Sour, Peppery, Sweet: A History of Hungarian Cuisine with Nada Zece
Can't make this time?
A video recording will be sent to all participants after the seminar.
Is goulash a soup or a stew? What medieval food is part of our healthy diet today? And do we still drink black soup? Let us trace the tastes, colors, and textures of Hungary's traditional food in their historical context together with a local food expert.
The seminar explores the world-renown Hungarian culinary tradition. By observing diverse influences evolving from the country's extraordinary past, it reveals how historical nutrition and food shaped the social practices and perceptions of modern Hungarian culture. To explain the country's renowned culinary diversity, the seminar gives an overview of the circumstances that, since the Roman times, directed the use of ingredients, methods of food preparation and food consumption that we commonly see today as the Hungarian contribution to the culinary tradition of Central Europe.
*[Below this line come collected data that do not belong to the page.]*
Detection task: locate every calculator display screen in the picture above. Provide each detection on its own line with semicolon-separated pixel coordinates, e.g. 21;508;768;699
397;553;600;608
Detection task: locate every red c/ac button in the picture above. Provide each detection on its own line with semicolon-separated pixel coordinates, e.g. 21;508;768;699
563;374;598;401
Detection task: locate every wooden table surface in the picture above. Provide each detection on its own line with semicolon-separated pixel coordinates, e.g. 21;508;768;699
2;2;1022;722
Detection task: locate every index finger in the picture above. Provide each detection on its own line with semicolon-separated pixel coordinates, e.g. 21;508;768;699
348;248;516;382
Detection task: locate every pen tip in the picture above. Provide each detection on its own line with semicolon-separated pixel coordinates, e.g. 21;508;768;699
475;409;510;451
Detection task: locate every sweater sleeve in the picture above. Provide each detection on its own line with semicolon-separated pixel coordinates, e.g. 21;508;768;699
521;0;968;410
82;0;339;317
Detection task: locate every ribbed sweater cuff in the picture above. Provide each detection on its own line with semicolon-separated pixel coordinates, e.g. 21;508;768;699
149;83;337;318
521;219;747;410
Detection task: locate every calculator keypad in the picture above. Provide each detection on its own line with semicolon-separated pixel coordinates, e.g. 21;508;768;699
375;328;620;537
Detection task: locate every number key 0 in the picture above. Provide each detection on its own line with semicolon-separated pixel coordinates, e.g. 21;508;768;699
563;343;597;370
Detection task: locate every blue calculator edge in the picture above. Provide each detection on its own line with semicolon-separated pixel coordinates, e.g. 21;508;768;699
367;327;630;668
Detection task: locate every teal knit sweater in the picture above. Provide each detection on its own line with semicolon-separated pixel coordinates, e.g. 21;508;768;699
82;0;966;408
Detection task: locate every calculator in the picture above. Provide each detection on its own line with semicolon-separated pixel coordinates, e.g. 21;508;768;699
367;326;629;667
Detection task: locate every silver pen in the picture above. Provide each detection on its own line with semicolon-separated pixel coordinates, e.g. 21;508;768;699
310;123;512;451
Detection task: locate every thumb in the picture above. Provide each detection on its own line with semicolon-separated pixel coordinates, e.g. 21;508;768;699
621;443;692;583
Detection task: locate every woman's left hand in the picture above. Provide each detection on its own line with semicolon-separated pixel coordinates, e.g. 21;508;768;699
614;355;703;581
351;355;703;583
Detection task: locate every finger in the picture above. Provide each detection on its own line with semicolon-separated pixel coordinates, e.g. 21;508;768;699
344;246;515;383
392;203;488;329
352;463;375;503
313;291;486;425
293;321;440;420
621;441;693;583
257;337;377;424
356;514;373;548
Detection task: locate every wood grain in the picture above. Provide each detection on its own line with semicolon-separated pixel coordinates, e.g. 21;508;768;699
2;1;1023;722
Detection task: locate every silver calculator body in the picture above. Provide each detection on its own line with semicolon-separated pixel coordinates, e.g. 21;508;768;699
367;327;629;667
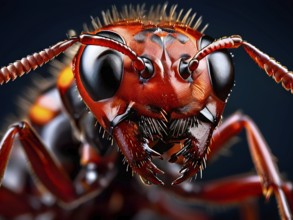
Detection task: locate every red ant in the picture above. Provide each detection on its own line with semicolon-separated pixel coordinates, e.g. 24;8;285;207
0;4;292;220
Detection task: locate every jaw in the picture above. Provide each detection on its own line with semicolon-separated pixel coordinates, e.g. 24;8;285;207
112;111;216;185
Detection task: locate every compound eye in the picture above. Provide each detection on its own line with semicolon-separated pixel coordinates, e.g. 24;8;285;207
199;35;235;101
79;31;124;101
139;57;154;81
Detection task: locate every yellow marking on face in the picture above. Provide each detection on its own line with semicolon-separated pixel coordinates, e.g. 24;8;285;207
57;66;74;90
29;105;57;125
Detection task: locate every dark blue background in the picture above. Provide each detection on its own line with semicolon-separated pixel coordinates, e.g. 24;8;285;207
0;0;292;219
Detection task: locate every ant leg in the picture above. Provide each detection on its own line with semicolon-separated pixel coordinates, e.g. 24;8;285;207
170;174;292;219
171;112;293;219
0;186;38;218
211;112;293;219
0;121;116;206
148;189;210;220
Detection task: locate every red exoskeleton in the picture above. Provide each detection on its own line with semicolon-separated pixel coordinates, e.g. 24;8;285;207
0;4;292;220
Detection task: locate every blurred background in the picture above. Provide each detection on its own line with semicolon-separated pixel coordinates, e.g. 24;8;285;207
0;0;292;219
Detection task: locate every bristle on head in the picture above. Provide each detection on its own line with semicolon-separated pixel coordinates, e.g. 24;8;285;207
86;3;208;33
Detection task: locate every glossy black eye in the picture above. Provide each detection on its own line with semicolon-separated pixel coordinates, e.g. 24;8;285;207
139;57;154;81
79;31;124;101
96;31;124;44
199;35;235;101
179;55;193;82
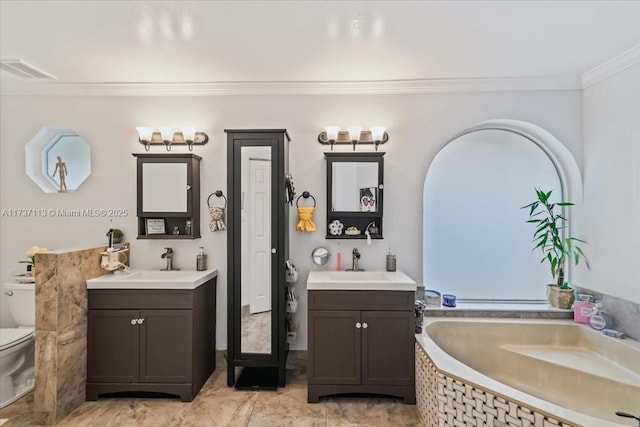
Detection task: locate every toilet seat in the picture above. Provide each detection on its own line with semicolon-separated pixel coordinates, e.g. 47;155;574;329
0;327;35;352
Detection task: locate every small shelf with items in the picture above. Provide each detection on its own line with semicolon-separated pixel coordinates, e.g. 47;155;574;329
133;153;201;239
326;215;383;240
137;215;199;239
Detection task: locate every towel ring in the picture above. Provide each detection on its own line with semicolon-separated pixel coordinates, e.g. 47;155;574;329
296;191;316;207
207;190;227;209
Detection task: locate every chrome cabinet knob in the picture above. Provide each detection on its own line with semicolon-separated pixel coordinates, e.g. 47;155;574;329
186;185;192;190
137;318;144;325
356;322;362;329
362;323;368;329
131;319;137;325
4;290;14;296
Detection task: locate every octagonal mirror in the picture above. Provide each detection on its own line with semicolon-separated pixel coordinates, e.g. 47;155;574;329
25;127;91;193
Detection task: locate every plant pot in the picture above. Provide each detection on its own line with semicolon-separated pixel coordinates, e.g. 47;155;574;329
546;284;575;309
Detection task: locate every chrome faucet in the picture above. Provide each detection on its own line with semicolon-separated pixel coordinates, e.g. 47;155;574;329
161;248;179;271
346;248;365;271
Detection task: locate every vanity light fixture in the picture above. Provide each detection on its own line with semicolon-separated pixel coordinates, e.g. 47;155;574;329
317;126;389;151
136;127;209;151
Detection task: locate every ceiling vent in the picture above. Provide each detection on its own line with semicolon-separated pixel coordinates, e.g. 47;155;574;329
0;59;57;79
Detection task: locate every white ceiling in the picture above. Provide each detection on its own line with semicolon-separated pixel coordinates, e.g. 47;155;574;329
1;1;639;90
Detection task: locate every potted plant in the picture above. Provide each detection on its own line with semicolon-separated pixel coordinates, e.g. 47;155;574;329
19;246;49;276
522;189;589;309
106;229;124;244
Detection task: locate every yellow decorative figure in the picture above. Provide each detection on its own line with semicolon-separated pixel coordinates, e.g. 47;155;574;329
296;207;316;232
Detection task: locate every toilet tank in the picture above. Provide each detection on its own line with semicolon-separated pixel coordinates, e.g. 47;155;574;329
4;282;35;326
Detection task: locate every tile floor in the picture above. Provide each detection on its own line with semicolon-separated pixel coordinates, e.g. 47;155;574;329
0;353;421;426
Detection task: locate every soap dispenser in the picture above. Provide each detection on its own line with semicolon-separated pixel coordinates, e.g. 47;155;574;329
589;301;613;330
386;248;396;272
196;247;207;271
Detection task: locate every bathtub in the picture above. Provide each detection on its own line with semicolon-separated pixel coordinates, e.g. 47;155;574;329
415;318;640;427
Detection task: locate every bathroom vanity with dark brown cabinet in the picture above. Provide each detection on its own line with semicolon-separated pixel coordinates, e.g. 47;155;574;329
86;277;216;401
307;290;415;403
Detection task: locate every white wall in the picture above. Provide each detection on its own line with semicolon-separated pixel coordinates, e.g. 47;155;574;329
576;63;640;304
0;91;583;347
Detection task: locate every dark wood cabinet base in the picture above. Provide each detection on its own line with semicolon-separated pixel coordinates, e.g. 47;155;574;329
308;384;415;404
87;277;217;402
86;382;195;402
307;290;416;405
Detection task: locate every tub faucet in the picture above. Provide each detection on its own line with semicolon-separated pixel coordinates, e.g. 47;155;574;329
346;248;365;271
161;248;179;271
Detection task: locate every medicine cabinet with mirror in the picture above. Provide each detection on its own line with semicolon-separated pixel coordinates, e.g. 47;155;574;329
133;153;201;239
25;127;92;193
325;152;384;239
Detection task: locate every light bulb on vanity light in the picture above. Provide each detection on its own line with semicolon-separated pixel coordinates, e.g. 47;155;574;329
159;127;175;142
324;126;340;150
371;126;386;151
181;126;196;142
347;126;362;150
324;126;340;142
136;127;154;142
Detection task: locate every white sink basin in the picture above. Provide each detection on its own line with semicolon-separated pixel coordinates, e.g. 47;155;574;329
307;270;416;291
124;270;194;281
86;269;218;290
329;271;391;282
With its "chronology of taste" (sour-peppery-sweet), the seminar addresses the historical change which influenced the varying ingredients and contexts of food consumption over a longer period. We’ll start by addressing the transition from the Roman diet to the meat consumption of the migrating Hungarian groups (5th to 9th centuries) to the differences in using and perceiving food among the high-medieval courtly elite and peasants (14th to 15th centuries) to the early-modern refinements brought from the Ottoman East and other parts of Habsburg Empire (16th to 19th centuries).
We’ll discuss how these changes were comparatively put to the socio-cultural context of modern Hungarian society, namely by asking how the historical food is used today and how/why changes in its use happened. With plenty of exemplary stories about prominent local individuals and their attitudes to food in the country's past, the recovered diversity of the Hungarian historical cuisine prompts a wider critical reading of our modern food habits, raising our awareness about the potential of organic nutrition in Central Europe and a “slow-food” approach which it brings to the modern lifestyle. This is a wonderful conversation for anyone with an interest in culinary and European history.
Dr Nada Zecevic is a historian of Central and Southeast Europe, with research interests covering the region's medieval and early-modern elites, historical migrations, and modern uses and abuses of the past. While she currently teaches at the Goldsmiths University of London, where she also leads the Centre for the Study of the Balkans, Dr. Zecevic does her research in the Hungarian archives, and globally promotes interdisciplinary humanities. Dr. Zecevic is the author of two scholarly monographs, and the co-editor of the upcoming Oxford Handbook of Medieval Central Europe (2020/2021). Herself a dedicated traveller, in her work with the public, Dr Zecevic aims at conveying the historical experiences of space and mobility to the learning needs of the modern contextual travel explorers.